Referring to list members

The JSON pointer can path into the members of a list using a member segment.

In the following example, it is a breaking change to change values of lists or sets in instances of the names trait:

@trait(
    breakingChanges: [
        {
            change: "update",
            path: "/names/member"
        }
    ]
)
structure names {
    names: NameList
}

@private
list NameList {
    member: String
}

So for example, if the following shape:

@names(names: ["Han", "Luke"])
string Example

Is changed to:

@names(names: ["Han", "Chewy"])
string Example

Then the change to the second value of the names member is backward incompatible because it changed from Luke to Chewy.

Referring to map members

Members of a map shape can be referenced in a JSON pointer using key and value.

The following example defines a trait where it is backward incompatible to remove a key value pair from a map:

@trait(
    breakingChanges: [
        {
            change: "remove",
            path: "/key"
        }
    ]
)
map jobs {
    key: String,
    value: String
}

So for example, if the following shape:

@jobs(Han: "Smuggler", Luke: "Jedi")
string Example

Is changed to:

@jobs(Luke: "Jedi")
string Example

Then the removal of the "Han" entry of the map is flagged as backward incompatible.
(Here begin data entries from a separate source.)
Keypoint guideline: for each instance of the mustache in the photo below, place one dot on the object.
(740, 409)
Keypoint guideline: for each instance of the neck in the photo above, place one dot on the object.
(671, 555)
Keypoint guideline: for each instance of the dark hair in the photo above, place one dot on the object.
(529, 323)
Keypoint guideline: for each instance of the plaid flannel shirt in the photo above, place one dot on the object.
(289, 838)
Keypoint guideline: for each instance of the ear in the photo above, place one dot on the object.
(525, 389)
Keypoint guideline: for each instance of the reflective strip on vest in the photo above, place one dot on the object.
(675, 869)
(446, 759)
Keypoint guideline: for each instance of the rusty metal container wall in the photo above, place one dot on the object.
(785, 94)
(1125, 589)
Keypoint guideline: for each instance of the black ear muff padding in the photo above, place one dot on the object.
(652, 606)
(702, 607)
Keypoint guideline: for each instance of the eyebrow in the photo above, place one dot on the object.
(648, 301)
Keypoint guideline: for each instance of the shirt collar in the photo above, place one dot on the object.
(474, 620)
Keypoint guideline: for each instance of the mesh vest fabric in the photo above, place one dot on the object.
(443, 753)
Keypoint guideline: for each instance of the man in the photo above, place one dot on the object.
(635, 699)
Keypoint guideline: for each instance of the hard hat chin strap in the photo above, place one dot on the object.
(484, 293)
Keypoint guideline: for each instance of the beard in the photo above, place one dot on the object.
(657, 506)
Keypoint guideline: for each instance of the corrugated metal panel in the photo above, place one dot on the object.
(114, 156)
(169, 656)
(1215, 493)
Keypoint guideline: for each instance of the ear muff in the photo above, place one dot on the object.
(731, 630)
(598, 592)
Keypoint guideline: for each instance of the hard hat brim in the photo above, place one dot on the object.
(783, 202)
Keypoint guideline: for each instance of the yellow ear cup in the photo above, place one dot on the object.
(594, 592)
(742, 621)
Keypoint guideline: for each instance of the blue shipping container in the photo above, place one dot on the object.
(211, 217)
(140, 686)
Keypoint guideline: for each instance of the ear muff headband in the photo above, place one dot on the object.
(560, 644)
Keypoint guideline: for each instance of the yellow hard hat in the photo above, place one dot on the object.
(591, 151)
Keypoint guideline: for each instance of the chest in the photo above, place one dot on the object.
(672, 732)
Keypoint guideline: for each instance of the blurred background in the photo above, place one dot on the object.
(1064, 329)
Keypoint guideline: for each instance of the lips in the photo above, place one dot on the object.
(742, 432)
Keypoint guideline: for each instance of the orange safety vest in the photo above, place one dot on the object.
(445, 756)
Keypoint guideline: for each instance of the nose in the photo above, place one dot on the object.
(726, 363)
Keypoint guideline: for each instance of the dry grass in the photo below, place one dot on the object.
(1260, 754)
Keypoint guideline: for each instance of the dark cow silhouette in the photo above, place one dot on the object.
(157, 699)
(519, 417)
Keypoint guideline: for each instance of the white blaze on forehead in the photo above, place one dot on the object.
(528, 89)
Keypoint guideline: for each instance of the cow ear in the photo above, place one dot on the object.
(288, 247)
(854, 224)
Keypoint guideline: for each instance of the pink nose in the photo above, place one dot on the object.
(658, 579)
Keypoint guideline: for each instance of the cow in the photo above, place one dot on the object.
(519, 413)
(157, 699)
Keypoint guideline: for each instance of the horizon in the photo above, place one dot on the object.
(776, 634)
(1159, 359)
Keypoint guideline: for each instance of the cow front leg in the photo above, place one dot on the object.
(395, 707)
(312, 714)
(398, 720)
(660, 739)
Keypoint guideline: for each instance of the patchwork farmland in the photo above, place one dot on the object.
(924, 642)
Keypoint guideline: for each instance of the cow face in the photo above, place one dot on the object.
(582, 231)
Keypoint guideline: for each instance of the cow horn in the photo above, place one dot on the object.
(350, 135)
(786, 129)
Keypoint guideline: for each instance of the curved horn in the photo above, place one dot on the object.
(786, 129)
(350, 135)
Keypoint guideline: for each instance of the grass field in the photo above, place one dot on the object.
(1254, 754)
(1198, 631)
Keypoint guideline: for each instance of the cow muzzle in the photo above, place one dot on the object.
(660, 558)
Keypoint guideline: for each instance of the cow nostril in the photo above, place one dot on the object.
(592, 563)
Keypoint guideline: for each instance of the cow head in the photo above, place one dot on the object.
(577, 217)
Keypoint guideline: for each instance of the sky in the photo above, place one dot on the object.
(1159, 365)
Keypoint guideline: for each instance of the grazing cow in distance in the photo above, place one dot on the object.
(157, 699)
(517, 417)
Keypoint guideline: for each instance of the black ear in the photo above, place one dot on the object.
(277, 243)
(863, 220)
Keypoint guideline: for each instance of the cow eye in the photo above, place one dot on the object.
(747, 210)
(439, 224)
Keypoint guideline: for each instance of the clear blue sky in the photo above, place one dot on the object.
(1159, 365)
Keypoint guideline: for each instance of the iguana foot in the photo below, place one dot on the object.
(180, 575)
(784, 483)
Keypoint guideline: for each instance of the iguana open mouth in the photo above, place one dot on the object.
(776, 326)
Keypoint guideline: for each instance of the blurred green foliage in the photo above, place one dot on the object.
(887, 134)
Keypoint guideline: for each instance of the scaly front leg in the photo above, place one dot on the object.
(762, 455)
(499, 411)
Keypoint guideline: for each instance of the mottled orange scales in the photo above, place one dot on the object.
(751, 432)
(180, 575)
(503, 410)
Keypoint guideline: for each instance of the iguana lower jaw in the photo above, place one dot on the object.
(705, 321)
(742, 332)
The following example detects when values of a map change.

@trait(
    breakingChanges: [
        {
            change: "update",
            path: "/value"
        }
    ]
)
map jobs {
    key: String,
    value: String
}

So for example, if the following shape:

@jobs(Han: "Smuggler", Luke: "Jedi")
string Example

Is changed to:

@jobs(Han: "Smuggler", Luke: "Ghost")
string Example

Then the change to Luke's mapping from "Jedi" to "Ghost" is backward incompatible.

Note

  • Using the "update" change type with a map key has no effect.
  • Using any change type other than "update" with map values has no effect.

1.8. Prelude#

All Smithy models automatically include a prelude. The prelude defines various simple shapes and every trait defined in the core specification. When using the IDL, shapes defined in the prelude can be referenced from within any namespace using a relative shape ID.

Public prelude shapes#
$version: "2"
namespace smithy.api

string String

blob Blob

bigInteger BigInteger

bigDecimal BigDecimal

timestamp Timestamp

document Document

boolean Boolean

byte Byte

short Short

integer Integer

long Long

float Float

double Double

/// The single unit type shape, similar to Void and None in other
/// languages, used to represent no meaningful value.
@unitType
structure Unit {}

@default(false)
boolean PrimitiveBoolean

@default(0)
byte PrimitiveByte

@default(0)
short PrimitiveShort

@default(0)
integer PrimitiveInteger

@default(0)
long PrimitiveLong

@default(0)
float PrimitiveFloat

@default(0)
double PrimitiveDouble

1.8.1. Unit type#

Smithy provides a singular unit type named smithy.api#Unit. The unit type in Smithy is similar to Void and None in other languages. It is used when the input or output of an operation has no meaningful value or if a union member has no meaningful value. smithy.api#Unit MUST NOT be referenced in any other context.

The smithy.api#Unit shape is defined in Smithy's prelude as a structure shape marked with the smithy.api#unitType trait to differentiate it from other structures. It is the only such structure in the model that can be marked with the smithy.api#unitType trait.